Ghana’s currency gained 3.2% and international bonds of various maturities rallied, accounting for eight of the ten top performers in emerging markets on Monday. The 2035 dollar note rose 1.3 cents to 39 cents on the dollar. The government suspended payments on its external obligations in December, and has been engaged in protracted discussions with creditors for debt restructuring.
“The approval by the IMF will have a catalytic effect as other development partners and investors will join in the country’s economic recovery,” Amin Adam said in remarks broadcast by Accra-based CitiFM. Ghana is also concluding negotiations for an additional $900 million of budget support from the World Bank over the three-year period, he said.
Ghana last week secured financing assurances from a bilateral creditors group that China and France are co-chairing, paving the way for the IMF’s board to approve the bailout program. The official creditors committee formally constituted on May 12, and its members are committed to negotiating terms of a restructuring to be finalized in a memorandum of understanding, the group said in a statement.

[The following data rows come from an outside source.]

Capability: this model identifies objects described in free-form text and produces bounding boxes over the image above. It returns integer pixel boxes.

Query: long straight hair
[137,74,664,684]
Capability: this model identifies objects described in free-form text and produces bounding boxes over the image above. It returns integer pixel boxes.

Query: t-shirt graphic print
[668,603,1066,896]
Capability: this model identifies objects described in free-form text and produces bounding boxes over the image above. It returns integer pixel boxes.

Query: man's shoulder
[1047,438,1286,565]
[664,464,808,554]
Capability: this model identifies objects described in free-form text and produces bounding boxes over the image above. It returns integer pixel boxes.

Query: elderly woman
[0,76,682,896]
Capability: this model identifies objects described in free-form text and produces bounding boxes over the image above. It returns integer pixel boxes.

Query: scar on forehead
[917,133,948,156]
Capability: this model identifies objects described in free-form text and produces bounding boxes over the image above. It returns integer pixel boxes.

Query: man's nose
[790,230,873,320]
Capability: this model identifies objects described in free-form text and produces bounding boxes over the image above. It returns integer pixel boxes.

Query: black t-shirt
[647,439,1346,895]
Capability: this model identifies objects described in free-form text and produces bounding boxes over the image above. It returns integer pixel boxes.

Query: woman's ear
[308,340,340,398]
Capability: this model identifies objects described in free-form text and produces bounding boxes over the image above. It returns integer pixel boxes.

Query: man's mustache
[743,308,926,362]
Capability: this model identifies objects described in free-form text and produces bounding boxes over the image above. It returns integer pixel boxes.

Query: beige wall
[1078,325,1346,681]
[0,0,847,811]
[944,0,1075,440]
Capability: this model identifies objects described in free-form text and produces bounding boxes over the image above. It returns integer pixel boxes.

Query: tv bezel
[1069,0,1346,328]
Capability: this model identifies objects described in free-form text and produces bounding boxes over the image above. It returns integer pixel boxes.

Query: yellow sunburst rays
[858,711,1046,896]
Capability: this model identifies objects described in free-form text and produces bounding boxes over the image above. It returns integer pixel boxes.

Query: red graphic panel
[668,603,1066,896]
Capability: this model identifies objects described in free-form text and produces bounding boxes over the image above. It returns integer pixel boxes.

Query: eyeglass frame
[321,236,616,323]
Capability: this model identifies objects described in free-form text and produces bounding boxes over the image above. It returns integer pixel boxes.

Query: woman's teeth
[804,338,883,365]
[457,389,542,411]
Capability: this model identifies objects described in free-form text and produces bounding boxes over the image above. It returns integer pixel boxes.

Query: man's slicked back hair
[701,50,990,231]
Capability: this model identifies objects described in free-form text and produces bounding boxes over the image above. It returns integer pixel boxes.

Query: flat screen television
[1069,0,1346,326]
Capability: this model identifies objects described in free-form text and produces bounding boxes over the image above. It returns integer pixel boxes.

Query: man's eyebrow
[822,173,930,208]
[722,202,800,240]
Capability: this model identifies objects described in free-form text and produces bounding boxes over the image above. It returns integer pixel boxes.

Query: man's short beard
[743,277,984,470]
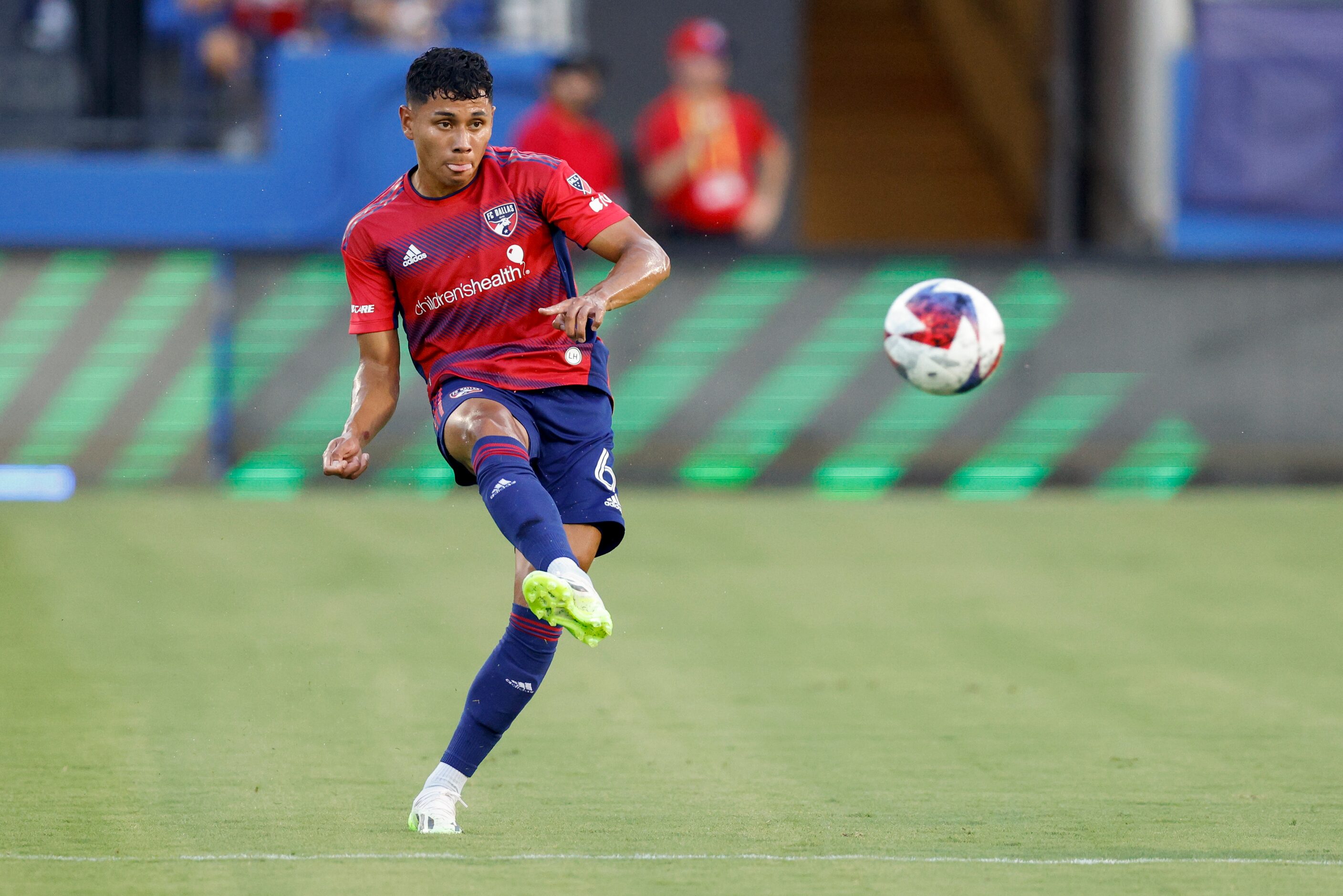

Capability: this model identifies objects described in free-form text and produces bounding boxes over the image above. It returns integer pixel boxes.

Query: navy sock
[471,435,575,570]
[443,604,560,778]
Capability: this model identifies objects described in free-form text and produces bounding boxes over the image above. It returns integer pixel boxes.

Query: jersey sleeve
[541,161,630,249]
[735,94,779,156]
[341,227,396,333]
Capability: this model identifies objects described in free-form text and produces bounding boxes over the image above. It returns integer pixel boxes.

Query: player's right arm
[323,331,402,479]
[323,216,402,479]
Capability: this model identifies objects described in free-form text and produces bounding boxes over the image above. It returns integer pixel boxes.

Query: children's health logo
[483,203,517,237]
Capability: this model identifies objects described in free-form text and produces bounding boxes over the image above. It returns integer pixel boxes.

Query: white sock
[425,761,466,797]
[545,557,592,587]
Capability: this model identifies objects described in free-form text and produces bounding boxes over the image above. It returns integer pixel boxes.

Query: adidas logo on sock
[402,243,428,267]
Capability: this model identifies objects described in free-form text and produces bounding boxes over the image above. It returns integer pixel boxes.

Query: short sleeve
[341,227,396,333]
[541,161,630,249]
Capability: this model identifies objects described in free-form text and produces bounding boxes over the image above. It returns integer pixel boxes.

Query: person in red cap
[513,56,625,201]
[635,19,790,242]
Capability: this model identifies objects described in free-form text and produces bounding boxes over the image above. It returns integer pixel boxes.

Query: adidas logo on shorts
[402,243,428,267]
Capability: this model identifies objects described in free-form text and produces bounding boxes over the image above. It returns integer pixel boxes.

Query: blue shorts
[430,377,625,556]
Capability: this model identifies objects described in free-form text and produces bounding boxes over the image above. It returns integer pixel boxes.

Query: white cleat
[408,787,466,834]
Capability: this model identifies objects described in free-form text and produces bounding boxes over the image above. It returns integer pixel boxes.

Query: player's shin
[443,604,560,778]
[471,435,582,575]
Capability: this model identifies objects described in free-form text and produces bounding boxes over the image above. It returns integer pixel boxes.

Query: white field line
[0,853,1343,866]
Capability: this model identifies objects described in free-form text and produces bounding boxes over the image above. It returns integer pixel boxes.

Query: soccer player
[323,47,670,833]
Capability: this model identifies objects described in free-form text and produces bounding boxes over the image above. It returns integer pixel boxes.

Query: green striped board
[681,260,946,486]
[1097,417,1208,500]
[0,251,112,417]
[106,255,346,485]
[947,374,1137,501]
[815,267,1068,499]
[615,258,807,455]
[12,252,215,463]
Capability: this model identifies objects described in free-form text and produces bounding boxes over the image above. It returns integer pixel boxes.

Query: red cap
[667,16,728,59]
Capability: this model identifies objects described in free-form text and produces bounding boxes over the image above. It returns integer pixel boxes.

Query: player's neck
[411,165,481,199]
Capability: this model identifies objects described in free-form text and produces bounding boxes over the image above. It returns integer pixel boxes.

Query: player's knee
[443,399,528,457]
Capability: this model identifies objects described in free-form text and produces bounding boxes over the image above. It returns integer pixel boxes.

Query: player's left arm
[323,329,402,479]
[541,218,672,343]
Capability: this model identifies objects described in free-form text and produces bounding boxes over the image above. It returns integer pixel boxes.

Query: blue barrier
[0,47,548,250]
[1166,52,1343,258]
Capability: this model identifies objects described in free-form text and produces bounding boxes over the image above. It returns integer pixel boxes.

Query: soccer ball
[884,278,1003,395]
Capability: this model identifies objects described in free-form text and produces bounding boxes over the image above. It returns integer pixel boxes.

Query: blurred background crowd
[0,0,1343,496]
[0,0,1343,257]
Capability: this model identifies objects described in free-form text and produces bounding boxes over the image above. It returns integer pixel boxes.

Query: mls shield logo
[485,203,517,237]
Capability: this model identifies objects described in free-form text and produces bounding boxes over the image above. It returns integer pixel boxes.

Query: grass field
[0,490,1343,893]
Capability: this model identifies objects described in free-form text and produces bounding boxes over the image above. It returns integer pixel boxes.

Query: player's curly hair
[406,47,494,106]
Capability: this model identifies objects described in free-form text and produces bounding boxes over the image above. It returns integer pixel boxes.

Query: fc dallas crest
[485,203,517,237]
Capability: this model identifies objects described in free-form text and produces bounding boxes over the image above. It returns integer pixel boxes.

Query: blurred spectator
[513,58,623,201]
[635,19,790,242]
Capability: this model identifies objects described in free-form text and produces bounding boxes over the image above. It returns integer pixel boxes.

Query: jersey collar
[402,159,493,208]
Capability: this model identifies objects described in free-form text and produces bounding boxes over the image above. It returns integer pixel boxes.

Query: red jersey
[341,146,628,396]
[635,89,775,234]
[513,99,623,200]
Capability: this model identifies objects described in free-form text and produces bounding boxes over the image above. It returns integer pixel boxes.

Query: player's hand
[540,295,606,343]
[737,196,781,243]
[323,435,368,479]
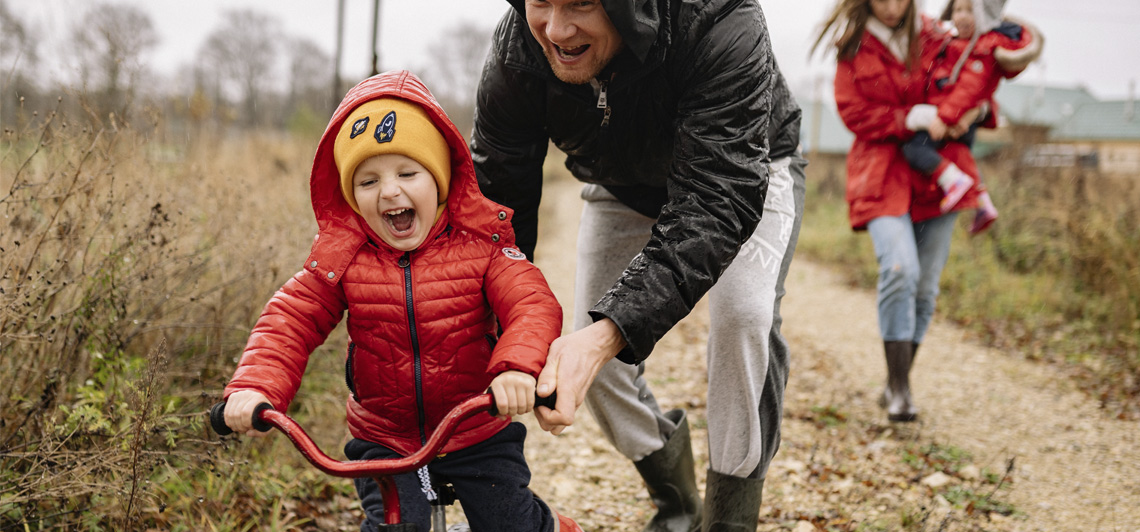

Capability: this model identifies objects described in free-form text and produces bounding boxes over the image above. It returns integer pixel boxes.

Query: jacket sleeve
[483,248,562,377]
[225,270,347,411]
[591,2,777,363]
[836,58,912,142]
[471,14,549,259]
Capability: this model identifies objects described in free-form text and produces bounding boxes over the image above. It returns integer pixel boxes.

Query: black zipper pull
[594,79,613,128]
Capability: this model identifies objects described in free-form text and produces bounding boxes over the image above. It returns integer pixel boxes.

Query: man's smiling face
[526,0,621,84]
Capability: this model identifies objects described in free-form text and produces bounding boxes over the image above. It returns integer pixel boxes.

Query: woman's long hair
[812,0,921,68]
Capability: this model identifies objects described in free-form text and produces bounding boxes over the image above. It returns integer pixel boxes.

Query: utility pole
[332,0,344,111]
[371,0,380,75]
[809,74,823,161]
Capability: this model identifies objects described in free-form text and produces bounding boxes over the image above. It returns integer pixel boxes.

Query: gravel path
[524,181,1140,532]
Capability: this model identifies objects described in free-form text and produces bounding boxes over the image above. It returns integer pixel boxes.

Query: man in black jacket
[471,0,806,531]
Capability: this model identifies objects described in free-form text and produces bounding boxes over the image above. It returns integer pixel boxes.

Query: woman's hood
[507,0,661,62]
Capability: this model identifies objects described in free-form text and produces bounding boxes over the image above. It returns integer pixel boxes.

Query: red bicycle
[210,393,555,532]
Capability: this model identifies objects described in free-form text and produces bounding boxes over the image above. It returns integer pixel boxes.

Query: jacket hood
[304,71,514,287]
[994,16,1045,73]
[972,0,1005,35]
[507,0,661,62]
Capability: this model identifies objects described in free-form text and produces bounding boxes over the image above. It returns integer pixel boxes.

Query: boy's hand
[226,390,269,437]
[927,116,946,140]
[491,369,536,419]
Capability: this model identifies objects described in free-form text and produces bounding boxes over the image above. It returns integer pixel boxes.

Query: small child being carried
[903,0,1043,234]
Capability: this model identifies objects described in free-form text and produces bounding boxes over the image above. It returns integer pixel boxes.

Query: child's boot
[970,190,998,235]
[554,511,581,532]
[937,163,974,213]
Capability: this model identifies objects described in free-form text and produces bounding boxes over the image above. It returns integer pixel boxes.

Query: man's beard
[543,48,612,85]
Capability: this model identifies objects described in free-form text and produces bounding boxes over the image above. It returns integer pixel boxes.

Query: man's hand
[535,318,626,434]
[491,369,535,419]
[226,390,269,437]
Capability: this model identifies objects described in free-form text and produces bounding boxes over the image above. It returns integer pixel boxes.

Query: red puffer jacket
[226,72,562,453]
[834,18,977,230]
[927,23,1041,124]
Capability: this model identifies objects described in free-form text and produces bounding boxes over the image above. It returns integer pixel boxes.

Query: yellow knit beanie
[333,98,451,218]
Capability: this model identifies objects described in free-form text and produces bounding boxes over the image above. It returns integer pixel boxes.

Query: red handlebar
[261,394,495,478]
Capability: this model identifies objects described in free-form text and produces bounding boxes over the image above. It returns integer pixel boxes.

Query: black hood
[507,0,661,62]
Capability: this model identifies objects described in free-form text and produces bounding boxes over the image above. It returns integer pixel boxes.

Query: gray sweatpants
[573,156,807,477]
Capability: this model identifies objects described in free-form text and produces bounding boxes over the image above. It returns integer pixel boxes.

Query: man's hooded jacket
[471,0,800,362]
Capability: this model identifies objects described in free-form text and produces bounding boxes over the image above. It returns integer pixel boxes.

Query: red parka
[927,25,1041,124]
[226,71,562,455]
[836,18,977,230]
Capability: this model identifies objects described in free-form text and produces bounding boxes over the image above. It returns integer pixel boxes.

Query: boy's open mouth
[384,208,416,232]
[554,44,589,59]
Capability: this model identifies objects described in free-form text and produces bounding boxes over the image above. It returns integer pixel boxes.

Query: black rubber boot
[634,408,701,532]
[701,469,764,532]
[882,342,919,421]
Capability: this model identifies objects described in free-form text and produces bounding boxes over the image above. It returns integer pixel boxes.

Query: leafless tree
[287,38,334,119]
[72,3,158,120]
[198,10,282,125]
[422,21,494,133]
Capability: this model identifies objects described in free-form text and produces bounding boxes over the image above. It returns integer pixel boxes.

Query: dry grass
[0,100,326,530]
[798,159,1140,418]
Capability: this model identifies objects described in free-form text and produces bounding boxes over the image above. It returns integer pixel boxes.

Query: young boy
[218,71,580,532]
[903,0,1042,234]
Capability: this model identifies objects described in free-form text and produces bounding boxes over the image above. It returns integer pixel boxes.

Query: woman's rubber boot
[634,408,701,532]
[882,342,919,421]
[701,469,764,532]
[554,511,581,532]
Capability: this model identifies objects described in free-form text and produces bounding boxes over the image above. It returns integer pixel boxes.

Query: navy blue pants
[344,423,556,532]
[903,124,978,175]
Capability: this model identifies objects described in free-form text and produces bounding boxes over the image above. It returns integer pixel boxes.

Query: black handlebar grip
[210,401,234,436]
[253,402,274,432]
[210,401,274,436]
[535,390,559,410]
[487,390,559,416]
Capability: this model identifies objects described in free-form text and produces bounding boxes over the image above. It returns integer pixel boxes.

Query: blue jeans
[866,213,958,343]
[903,124,978,175]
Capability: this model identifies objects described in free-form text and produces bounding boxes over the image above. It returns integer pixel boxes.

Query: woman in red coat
[816,0,977,421]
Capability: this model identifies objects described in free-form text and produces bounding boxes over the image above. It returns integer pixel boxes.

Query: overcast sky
[11,0,1140,98]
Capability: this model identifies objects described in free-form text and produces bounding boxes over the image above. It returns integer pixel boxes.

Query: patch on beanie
[373,111,396,144]
[349,116,368,139]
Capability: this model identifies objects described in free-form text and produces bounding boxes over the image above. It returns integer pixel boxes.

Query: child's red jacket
[226,72,562,455]
[927,24,1042,125]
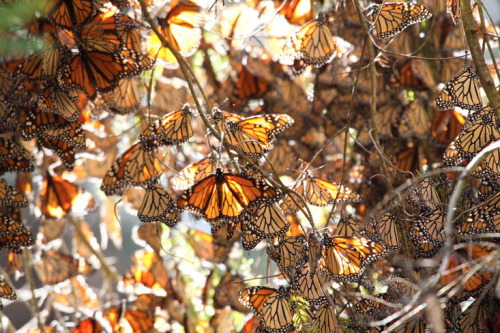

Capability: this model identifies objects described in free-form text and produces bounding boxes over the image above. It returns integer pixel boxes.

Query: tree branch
[460,0,500,122]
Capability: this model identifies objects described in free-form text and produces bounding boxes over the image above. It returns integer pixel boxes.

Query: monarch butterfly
[101,142,162,195]
[394,146,422,177]
[236,66,269,100]
[0,206,34,253]
[444,106,500,165]
[294,263,328,306]
[37,131,84,171]
[455,297,499,333]
[139,104,193,150]
[459,196,500,235]
[187,229,234,264]
[14,33,63,82]
[214,111,294,158]
[238,286,293,333]
[36,250,95,284]
[409,208,446,258]
[0,277,17,311]
[40,172,96,218]
[37,85,81,122]
[311,304,335,333]
[214,272,249,312]
[133,219,163,253]
[407,178,442,211]
[443,24,465,52]
[265,139,298,174]
[322,233,387,281]
[354,294,394,320]
[172,156,216,191]
[149,0,203,65]
[440,245,495,300]
[177,168,277,223]
[71,318,102,333]
[399,98,431,138]
[332,215,361,237]
[0,138,35,175]
[274,0,314,25]
[266,236,307,275]
[436,67,483,111]
[118,14,151,57]
[22,107,86,170]
[431,109,465,145]
[471,143,500,178]
[473,176,500,201]
[102,306,154,333]
[0,211,24,237]
[363,211,399,252]
[446,0,461,24]
[295,171,360,207]
[245,201,290,238]
[62,8,145,99]
[281,12,337,75]
[103,78,141,114]
[0,179,28,207]
[137,183,179,227]
[45,0,94,29]
[391,60,435,90]
[366,2,432,39]
[389,275,419,304]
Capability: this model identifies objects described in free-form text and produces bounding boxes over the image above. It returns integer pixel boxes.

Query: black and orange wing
[322,234,386,281]
[139,104,193,149]
[177,168,276,223]
[101,142,162,195]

Read: Ghana Gets China-Led Financing Assurances to Tap IMF Bailout
Ghana is using the Group of 20’s so-called Common Framework to restructure its debt as part of measures to secure the IMF program. The mechanism seeks to improve coordination between the traditional Paris Club of sovereign creditors and new ones like China, now the biggest lender to emerging nations. Zambia and Ethiopia are also using the framework to try and revamp their liabilities.